I numeri ci sarebbero ancora, ma la rosa ha troppe spine. La partita si è complicata. Mario Draghi preferirebbe chiuderla qui, ma Mattarella lo invia alle Camere per parlamentarizzare una crisi che formalmente ancora non c’è. Lo strappo 5Stelle scuote tutti i partiti tranne uno, FdI, che da tempo ormai chiede di andare alle urne. Salvini è stretto tra l’incudine dei governisti e il martello dei “malpancisti” più vicini alle posizioni di Giorgia Meloni. Ma lo stesso Giorgetti, che ha trascinato Salvini nell’esecutivo Draghi, ammette senza infingimenti che il quadro adesso è molto complesso.
Forza Italia lascia invece intravvedere la disponibilità a sostenere un “Draghi bis”, a condizione che non ci sia più spazio per i 5Stelle, che schizofrenicamente potrebbero concedere mercoledì la fiducia al premier che loro hanno azzoppato non votando il dl Aiuti al Senato.
Dem, Leu, Azione e Renzi chiedono a Draghi, chi più chi meno apertamente, di andare avanti, così come la neonata Ipf di Di Maio che porta in dote più di 70 parlamentari, ma altri starebbero per arrivare dalle file smembrate pentastellate. Dunque i numeri ci sarebbero. E non mancano le spinte “esterne” a sostegno del presidente del Consiglio: Ue, Casa Bianca, le inquietudini generate dalla congiuntura economica, l’esigenza di tenere a bada lo spread e di far fronte agli impegni internazionali che prevedono riforme da varare nella cornice del Pnrr, il sostegno all’Ucraina e, sul piano interno, la gestione della nuova ondata pandemica.
L’aspetto più paradossale di questa semi-crisi innescata da Conte e che mira solo a difendere il tesoretto di consensi rimasti, un 10% fatalmente destinato ad assottigliarsi ancora, è rappresentato dal fermo ancoraggio alle poltrone governative di tre ministri – D’Incà, Patuanelli e Dadone – e una pattuglia di viceministri e sottosegretari.
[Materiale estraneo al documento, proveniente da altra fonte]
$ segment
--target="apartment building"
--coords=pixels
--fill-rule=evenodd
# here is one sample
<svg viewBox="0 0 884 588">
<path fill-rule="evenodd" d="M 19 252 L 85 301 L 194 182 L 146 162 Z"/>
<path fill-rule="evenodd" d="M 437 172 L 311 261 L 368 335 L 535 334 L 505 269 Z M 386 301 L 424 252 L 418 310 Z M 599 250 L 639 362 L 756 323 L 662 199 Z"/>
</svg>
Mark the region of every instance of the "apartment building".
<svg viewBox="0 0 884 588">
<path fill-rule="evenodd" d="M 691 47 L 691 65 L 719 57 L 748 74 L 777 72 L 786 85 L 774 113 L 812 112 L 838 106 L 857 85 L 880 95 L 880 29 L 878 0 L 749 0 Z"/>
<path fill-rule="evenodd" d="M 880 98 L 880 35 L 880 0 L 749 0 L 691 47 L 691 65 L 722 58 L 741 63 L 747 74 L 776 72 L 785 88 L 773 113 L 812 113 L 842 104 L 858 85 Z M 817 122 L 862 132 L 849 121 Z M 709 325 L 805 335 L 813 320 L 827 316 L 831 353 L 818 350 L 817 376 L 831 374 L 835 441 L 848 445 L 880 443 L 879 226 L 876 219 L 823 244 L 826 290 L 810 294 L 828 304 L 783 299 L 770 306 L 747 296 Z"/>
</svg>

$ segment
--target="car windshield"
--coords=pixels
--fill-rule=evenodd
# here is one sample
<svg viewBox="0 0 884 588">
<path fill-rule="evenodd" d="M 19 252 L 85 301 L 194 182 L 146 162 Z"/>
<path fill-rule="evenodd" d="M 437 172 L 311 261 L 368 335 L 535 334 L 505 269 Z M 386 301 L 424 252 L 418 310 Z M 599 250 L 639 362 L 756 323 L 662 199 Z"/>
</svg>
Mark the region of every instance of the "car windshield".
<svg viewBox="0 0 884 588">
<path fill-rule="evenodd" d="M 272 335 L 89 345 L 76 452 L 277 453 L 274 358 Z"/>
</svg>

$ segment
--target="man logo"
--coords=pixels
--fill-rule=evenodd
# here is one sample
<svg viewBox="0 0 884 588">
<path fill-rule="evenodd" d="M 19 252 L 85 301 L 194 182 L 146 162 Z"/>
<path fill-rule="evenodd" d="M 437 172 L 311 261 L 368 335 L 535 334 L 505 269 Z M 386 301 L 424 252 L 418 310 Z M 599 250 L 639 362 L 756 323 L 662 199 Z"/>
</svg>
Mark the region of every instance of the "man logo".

O Conte ha sottovalutato gli effetti del non voto sul dl Aiuti, o immagina – e in questo paleserebbe clamoroso dilettantismo politico – di poter rientrare nell’esecutivo dopo aver urlato un po’. Un azzardo “commestibile”?
Al centro e nel centrodestra affermano compatti: porte chiuse ai 5Stelle nell’eventuale “Draghi bis”, sempreché il premier accetti di guidare ancora una barca che presenta sempre più falle, i Dem tentano di tenere insieme i fili del nascente campo largo. Ma è improbabile che in questa legislatura ci sia un premier dopo Draghi.